Use this reference when validating LangRAG creation, document ingestion, retrieval, and local-agent RAG behavior.

Setup

  1. Install langbot-team/LangRAG from Marketplace if /api/v1/knowledge/engines has no LangRAG engine.
  2. Confirm LANGBOT_BACKEND_URL/api/v1/knowledge/engines contains plugin id langbot-team/LangRAG.
  3. Prefer local Chroma embedding for offline/free tests:
    • Provider requester: chroma-embedding
    • Embedding model name: chroma-all-MiniLM-L6-v2

Important: a Chroma embedding entry must exist under embedding_models.
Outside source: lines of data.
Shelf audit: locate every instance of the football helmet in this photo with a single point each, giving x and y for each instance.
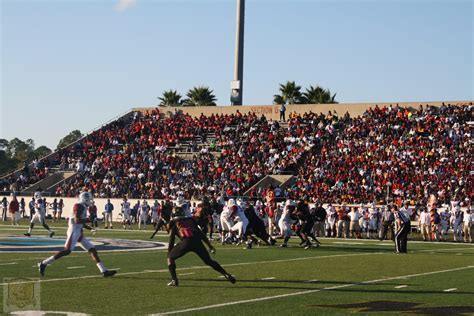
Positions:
(86, 198)
(178, 212)
(231, 202)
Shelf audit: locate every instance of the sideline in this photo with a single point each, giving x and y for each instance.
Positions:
(308, 292)
(199, 267)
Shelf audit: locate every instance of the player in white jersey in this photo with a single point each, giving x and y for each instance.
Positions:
(126, 213)
(456, 221)
(285, 222)
(364, 220)
(331, 221)
(77, 222)
(226, 221)
(40, 214)
(155, 212)
(241, 221)
(373, 222)
(444, 216)
(143, 214)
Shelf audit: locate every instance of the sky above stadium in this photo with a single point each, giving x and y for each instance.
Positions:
(69, 64)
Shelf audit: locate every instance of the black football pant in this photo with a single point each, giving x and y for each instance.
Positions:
(401, 238)
(195, 245)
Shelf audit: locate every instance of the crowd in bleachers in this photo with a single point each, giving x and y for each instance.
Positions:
(135, 160)
(402, 153)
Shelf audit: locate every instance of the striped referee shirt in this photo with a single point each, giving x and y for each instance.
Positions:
(403, 217)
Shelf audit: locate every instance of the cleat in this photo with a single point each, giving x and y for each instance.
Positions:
(230, 278)
(108, 273)
(173, 283)
(41, 268)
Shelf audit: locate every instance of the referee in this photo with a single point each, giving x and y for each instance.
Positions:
(404, 226)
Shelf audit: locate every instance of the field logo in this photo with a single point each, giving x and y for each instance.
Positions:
(20, 294)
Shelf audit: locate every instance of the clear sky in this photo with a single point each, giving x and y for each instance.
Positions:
(75, 64)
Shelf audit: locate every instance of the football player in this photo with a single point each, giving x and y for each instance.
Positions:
(373, 222)
(76, 225)
(285, 222)
(240, 220)
(143, 216)
(126, 213)
(256, 227)
(165, 217)
(445, 216)
(155, 213)
(226, 221)
(191, 240)
(39, 215)
(307, 224)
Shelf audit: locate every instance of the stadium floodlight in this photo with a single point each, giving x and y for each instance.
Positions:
(236, 85)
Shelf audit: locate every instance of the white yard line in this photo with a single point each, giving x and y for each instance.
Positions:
(311, 281)
(198, 267)
(8, 263)
(348, 243)
(307, 292)
(77, 267)
(355, 241)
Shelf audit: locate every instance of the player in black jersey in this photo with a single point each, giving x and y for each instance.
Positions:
(307, 224)
(256, 227)
(202, 215)
(404, 226)
(191, 240)
(165, 217)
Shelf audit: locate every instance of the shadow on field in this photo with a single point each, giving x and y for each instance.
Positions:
(289, 281)
(395, 291)
(356, 249)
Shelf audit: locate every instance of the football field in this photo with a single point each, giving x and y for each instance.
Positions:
(341, 277)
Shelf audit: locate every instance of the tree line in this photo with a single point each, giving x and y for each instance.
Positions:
(289, 93)
(16, 152)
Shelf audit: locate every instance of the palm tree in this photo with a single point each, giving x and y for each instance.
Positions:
(289, 93)
(278, 99)
(318, 94)
(200, 96)
(170, 98)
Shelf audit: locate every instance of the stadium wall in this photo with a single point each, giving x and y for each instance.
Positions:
(273, 111)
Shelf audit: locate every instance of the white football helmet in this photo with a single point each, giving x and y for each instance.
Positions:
(231, 202)
(180, 201)
(86, 198)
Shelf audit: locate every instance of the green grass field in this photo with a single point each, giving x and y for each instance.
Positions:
(341, 277)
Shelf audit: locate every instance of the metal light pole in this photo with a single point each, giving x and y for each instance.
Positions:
(236, 85)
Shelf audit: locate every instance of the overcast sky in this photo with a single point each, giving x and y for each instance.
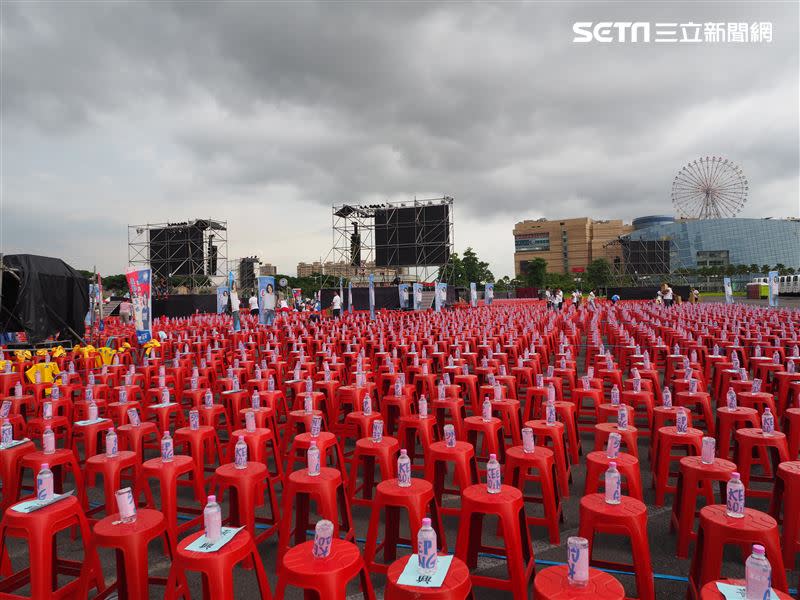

A model accidentally created as an LLM model will appear in the wrong model selector and will not satisfy LangRAG's embedding-model field.

Parser Golden Case

Use cases/langrag-parser-golden-e2e.yaml when validating the LangRAG + GeneralParsers integration on the current master worktree.

Fixture:

text
fixtures/rag/parser-golden.html

Golden intent:

  • Start LangBot from LANGBOT_REPO, which should point at the master worktree for this run.
  • Build and install/update local LANGBOT_RAG_PLUGIN_REPO and LANGBOT_PARSER_PLUGIN_REPO.
  • Upload the HTML fixture and select GeneralParsers when the parser chooser is shown.
  • Confirm retrieval returns aurora-parser-rag-9137, GeneralParsers, LangRAG, and the Markdown table header | Parser field | Golden value |.
  • Confirm logs show LangRAG used external pre-parsed content instead of the internal fallback parser.

Local install pitfall:

  • If GeneralParsers fails while installing PyMuPDF>=1.24.0, read troubleshooting/plugin-dependency-install-offline.yaml.
  • The golden case can continue after the active LangBot master venv can import fitz and python -m pip install --dry-run 'PyMuPDF>=1.24.0' reports the requirement is satisfied.

Browser Flow

  1. Open LANGBOT_FRONTEND_URL.
  2. Navigate to Knowledge.
  3. Create a knowledge base.
  4. Select engine LangRAG.
  5. Select embedding model chroma-all-MiniLM-L6-v2 or another known working embedding model.
  6. Keep the index type as Chunk for smoke/regression tests.
  7. Upload a small sentinel document.
  8. Wait until the document row status is Completed.
  9. Open Retrieve Test and query for the sentinel.

Recommended fixture:

text
fixtures/rag/sentinel-doc.txt

Pass Criteria

  • The created knowledge base appears in the sidebar.
  • The uploaded document reaches Completed.
  • Retrieve Test returns the uploaded document with the sentinel text.
  • Browser console has no unexpected errors.

Local-Agent RAG Check

After retrieval passes:

  1. Open the target pipeline.
  2. In Configuration > AI, add the knowledge base to Knowledge Bases.
  3. Save.
  4. Open Debug Chat.
  5. Ask for the sentinel.
  6. Confirm the bot response contains the exact sentinel.